Дамы, естественно, ничего не поняли, а я, к своей чести, нашел ответ довольно быстро. Единственность решения и, значит, разгадка (которая здесь приведена не будет) определяется бедностью матерной синонимии в обозначениях «лица», тогда как в передаче остальных ключевых семем веер возможностей гораздо шире.

Свои неплохие показатели в этом случае я объясняю тем, что задача была поставлена, так сказать, в условиях, приближенных к реальным. Она не носила формально-экзаменационного характера, а была, выражаясь по-зощенковски, взята с источника жизни, и ее решение имело практический смысл — узнать, в присутствии, но помимо дам, что же именно сказал носитель народной мудрости (прибегший к корню нашего главного, скажем так, екзистенциального глагола.)

Жизненными соками питалось и мое единственное выступление на ниве дешифровки. Это было, если не ошибаюсь, летом 1969-го года. Я приехал погостить к своему отчиму, известному музыковеду Л. А. Мазелю, в Дом Творчества Композиторов под Ивановым и нашел там блестящую музыкальную компанию.

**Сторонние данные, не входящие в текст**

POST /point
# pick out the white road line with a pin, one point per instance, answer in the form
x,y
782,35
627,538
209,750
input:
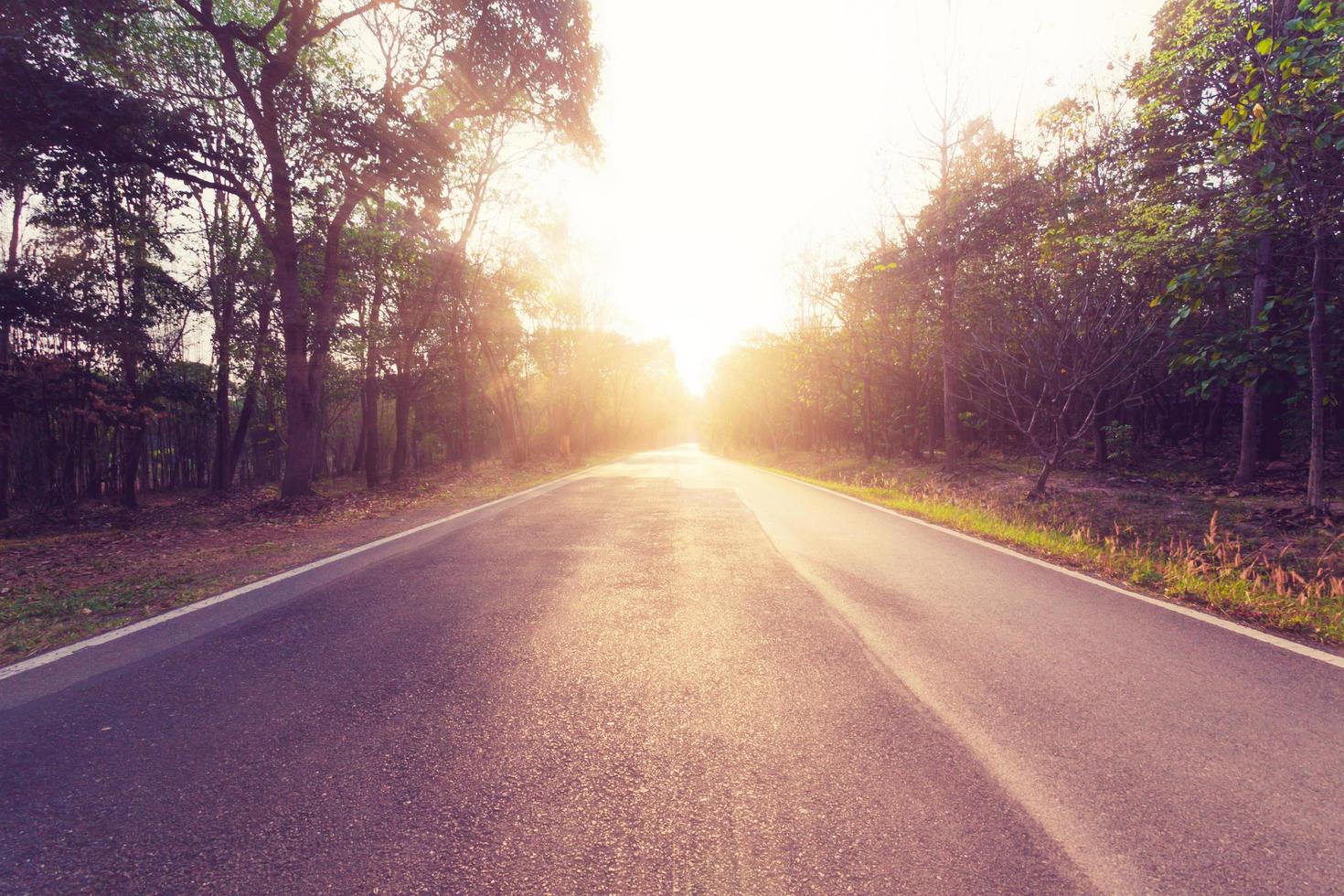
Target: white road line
x,y
1255,635
60,653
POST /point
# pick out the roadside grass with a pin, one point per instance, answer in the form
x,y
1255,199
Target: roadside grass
x,y
65,581
1214,570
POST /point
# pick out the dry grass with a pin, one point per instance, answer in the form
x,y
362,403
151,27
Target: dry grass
x,y
1269,567
66,579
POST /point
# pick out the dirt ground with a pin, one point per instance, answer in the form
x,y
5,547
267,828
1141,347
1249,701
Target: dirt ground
x,y
1158,498
62,579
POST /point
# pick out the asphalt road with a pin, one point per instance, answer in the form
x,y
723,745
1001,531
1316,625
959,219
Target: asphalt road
x,y
682,675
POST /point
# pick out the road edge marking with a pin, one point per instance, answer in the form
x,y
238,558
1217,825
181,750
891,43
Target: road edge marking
x,y
113,635
1255,635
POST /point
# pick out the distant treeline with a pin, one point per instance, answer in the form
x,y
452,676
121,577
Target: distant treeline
x,y
260,242
1156,263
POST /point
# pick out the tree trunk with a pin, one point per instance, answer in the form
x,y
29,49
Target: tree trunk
x,y
464,410
1316,340
300,418
1101,452
5,412
1250,389
1038,489
403,415
245,412
368,403
220,473
951,438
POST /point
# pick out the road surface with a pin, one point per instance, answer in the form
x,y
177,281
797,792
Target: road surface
x,y
683,675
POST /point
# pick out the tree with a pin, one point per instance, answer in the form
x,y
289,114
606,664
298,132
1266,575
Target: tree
x,y
331,137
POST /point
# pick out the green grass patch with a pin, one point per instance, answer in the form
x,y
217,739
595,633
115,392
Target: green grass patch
x,y
1210,574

Гвоздем сезона были знаменитый скрипач с женой и приятелем-пианистом: И. Б. — полноватый, солидный, в привезенном из заграничных гастролей пробковом шлеме; его жена С. Л. — миниатюрная, но надменная красавица; и С. Д. — здоровый циник-весельчак с крепкими руками фортепианного чемпиона. Между чаем и ужином, во время, так сказать, файв-о-клока, обычно заполняемое прогулками и сплетнями, они устраивали перед столовой сеансы угадывания мыслей на расстоянии.

То есть, не угадывания, а, как они подчеркивали, передачи, — вполне реальной передачи, основанной на глубокой личной и творческой близости душ. Происходило это так. Кто-нибудь из публики сообщал на ухо одному из троицы, например, И. Б., имя задуманного им великого человека. Тот принимал сосредоточенный медиумический вид, с руками у висков, и, бросая завораживающие взгляды в направлении стоявшего шагах в десяти партнера, например, С. Л., заклинал:

— Он тебе известен! Он тебе известен! Его ты знаешь! И говори кто!..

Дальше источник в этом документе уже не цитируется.